Case Study::why batching requests is faster than making many individual requests. - KeynesYouDigIt/Knowledge GitHub Wiki

Vince comments This case is studied in node, but appears to apply to any system that allocates any resources on a per-request basis

TLDR highlight - So by batching requests, we are allowing them adequate time to complete before allocating new resources for the next group. Which in the latter case, can drastically speed up execution times, and in the former case, can prevent our process from being killed part way through it's execution.

Whole comment -

Mikey Sleevi

There are many records that need to move from a NoSQL instance into a SQL instance. I am going to ignore the database components of this transaction, although I suspect this would have gone much faster with a few UPDATEs handling 100K records at a time. We are going to talk about why it is a problem to have too many Promises at once. I will try to reference as much material as I can going through this, but if you need further clarification just ask. We have to start with a bit of background here, just so we are all on the same playing field. Node.js, at it's core, is a combination of a few different things. The two main things we are going to talk about are the engine (in this case, V8) and the event loop (in this case, libuv). In general, most of the stuff you read about the event loop is wrong. The event loop has 7 phases (not 4!), however 2 of them are ignored and one is more of a background process in Node.js. Those phases are (ref: https://github.com/libuv/libuv/blob/v1.x/src/unix/core.c#L369-426)...

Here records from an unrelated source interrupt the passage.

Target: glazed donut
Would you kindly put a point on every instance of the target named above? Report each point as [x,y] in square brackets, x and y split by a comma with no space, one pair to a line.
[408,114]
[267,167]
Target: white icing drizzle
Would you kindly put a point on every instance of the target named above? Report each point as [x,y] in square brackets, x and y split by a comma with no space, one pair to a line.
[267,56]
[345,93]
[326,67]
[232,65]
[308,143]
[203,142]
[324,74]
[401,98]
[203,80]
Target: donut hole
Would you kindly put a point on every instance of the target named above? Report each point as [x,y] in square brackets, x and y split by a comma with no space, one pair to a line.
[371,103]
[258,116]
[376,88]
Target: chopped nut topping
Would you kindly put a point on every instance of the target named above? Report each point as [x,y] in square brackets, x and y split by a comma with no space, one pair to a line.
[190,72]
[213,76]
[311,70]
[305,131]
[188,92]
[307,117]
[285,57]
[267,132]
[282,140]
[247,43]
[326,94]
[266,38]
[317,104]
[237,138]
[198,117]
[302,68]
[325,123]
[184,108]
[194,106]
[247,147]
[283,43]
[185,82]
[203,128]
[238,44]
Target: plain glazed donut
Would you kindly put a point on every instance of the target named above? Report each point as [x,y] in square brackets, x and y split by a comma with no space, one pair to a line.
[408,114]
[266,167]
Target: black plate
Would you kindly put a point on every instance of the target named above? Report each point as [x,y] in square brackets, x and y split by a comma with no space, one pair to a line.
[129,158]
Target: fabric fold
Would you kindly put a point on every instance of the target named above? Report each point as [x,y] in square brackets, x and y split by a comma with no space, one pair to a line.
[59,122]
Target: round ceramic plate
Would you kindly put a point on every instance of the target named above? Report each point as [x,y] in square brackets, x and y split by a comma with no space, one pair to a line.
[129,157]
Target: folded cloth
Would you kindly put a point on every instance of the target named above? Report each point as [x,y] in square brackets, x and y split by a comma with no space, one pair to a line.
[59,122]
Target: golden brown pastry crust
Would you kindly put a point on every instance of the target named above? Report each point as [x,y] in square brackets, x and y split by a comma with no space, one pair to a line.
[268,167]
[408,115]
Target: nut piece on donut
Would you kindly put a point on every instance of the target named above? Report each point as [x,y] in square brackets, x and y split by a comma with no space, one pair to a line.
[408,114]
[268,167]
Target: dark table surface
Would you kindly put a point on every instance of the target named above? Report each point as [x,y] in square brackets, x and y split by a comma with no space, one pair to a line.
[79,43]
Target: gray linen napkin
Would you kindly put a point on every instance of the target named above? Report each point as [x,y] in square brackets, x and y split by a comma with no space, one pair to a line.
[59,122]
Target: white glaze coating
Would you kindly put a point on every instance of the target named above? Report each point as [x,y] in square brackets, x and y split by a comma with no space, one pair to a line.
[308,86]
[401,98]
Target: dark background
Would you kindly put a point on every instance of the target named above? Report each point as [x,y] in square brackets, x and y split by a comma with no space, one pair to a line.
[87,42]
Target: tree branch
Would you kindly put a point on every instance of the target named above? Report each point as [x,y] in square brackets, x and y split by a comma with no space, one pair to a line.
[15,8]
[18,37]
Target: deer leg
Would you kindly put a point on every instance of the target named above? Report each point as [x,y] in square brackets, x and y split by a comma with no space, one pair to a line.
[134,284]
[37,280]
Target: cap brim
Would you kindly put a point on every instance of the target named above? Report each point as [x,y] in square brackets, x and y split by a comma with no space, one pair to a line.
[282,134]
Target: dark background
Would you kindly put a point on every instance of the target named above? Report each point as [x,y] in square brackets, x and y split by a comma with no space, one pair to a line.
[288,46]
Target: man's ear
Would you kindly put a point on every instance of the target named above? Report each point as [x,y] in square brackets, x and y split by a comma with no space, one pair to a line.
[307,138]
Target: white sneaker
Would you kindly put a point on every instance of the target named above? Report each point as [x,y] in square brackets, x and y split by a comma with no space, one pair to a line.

   ┌───────────────────────────┐
┌─>│           timers          │
│  └─────────────┬─────────────┘
│  ┌─────────────┴─────────────┐
│  │     pending callbacks     │
│  └─────────────┬─────────────┘
│  ┌─────────────┴─────────────┐
│  │       idle, prepare       │
│  └─────────────┬─────────────┘      ┌───────────────┐
│  ┌─────────────┴─────────────┐      │   incoming:   │
│  │           poll            │<─────┤  connections, │
│  └─────────────┬─────────────┘      │   data, etc.  │
│  ┌─────────────┴─────────────┐      └───────────────┘
│  │           check           │
│  └─────────────┬─────────────┘
│  ┌─────────────┴─────────────┐
└──┤      close callbacks      │
   └───────────────────────────┘

However, Node.js will "ignore" Idle & Prepare and Pending is used for handling some callbacks that aren't scheduled by the programmer (like ECONNREFUSED). Those phases can be more or less ignored, the remaining phases and there uses are (ref: https://nodejs.org/en/docs/guides/event-loop-timers-and-nexttick/):

So, while we talked a bit about the background of libuv and the Node.js specific implementation of the event loop produced by the library. We haven't gotten to the V8 side of things. Which encompasses the other half of our background. In order to dive into the V8 side of things, we need to talk about an important concept in Node.js called a Promise .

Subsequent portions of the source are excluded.